= The Dialogue of Saint Catherine of Siena =

14th century Christian mysticism work

The Dialogue of Saint Catherine of Siena, or The Dialogue of Divine Providence, or The Book of Divine Teaching is a 14th century work by Catherine of Siena, a saint, mystic, and a Doctor of the Church.

The Dialogue is one of the chief classic of Christian mysticism. In Catherine's spirituality, special experiences and personal crises are not central, but the light of the Gospel seen through the eyes of faith, and the renewal of the Church and the world in this light. Traditionally, the work is divided into four parts, the themes of which are God's providence, discretion, prayer, and obedience. Since then, scholars have considered that this division obscures the true structure of the work. The longest section of the work presents Christ as a bridge between people and God. Its theme is that the salvation of the world can only happen through Christ, his blood and sacrificial love. The contemplation of the heart of Christ is one of the central themes of Catherine. The work ends with a hymn of praise.

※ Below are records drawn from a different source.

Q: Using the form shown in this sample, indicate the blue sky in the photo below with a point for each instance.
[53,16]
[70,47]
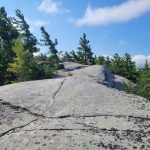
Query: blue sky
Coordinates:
[112,26]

English translations of The Dialogue include:
- The Dialogue, trans. Suzanne Noffke, OP Paulist Press (Classics of Western Spirituality), 1980.
- The Dialogue of St. Catherine of Siena, TAN Books, 2009. ISBN 978-0-89555-149-8
- Phyllis Hodgson and Gabriel M. Liegey, eds., The Orcherd of Syon, (London; New York: Oxford University Press, 1966) [A Middle English translation of the Dialogo from the early fifteenth century, first printed in 1519].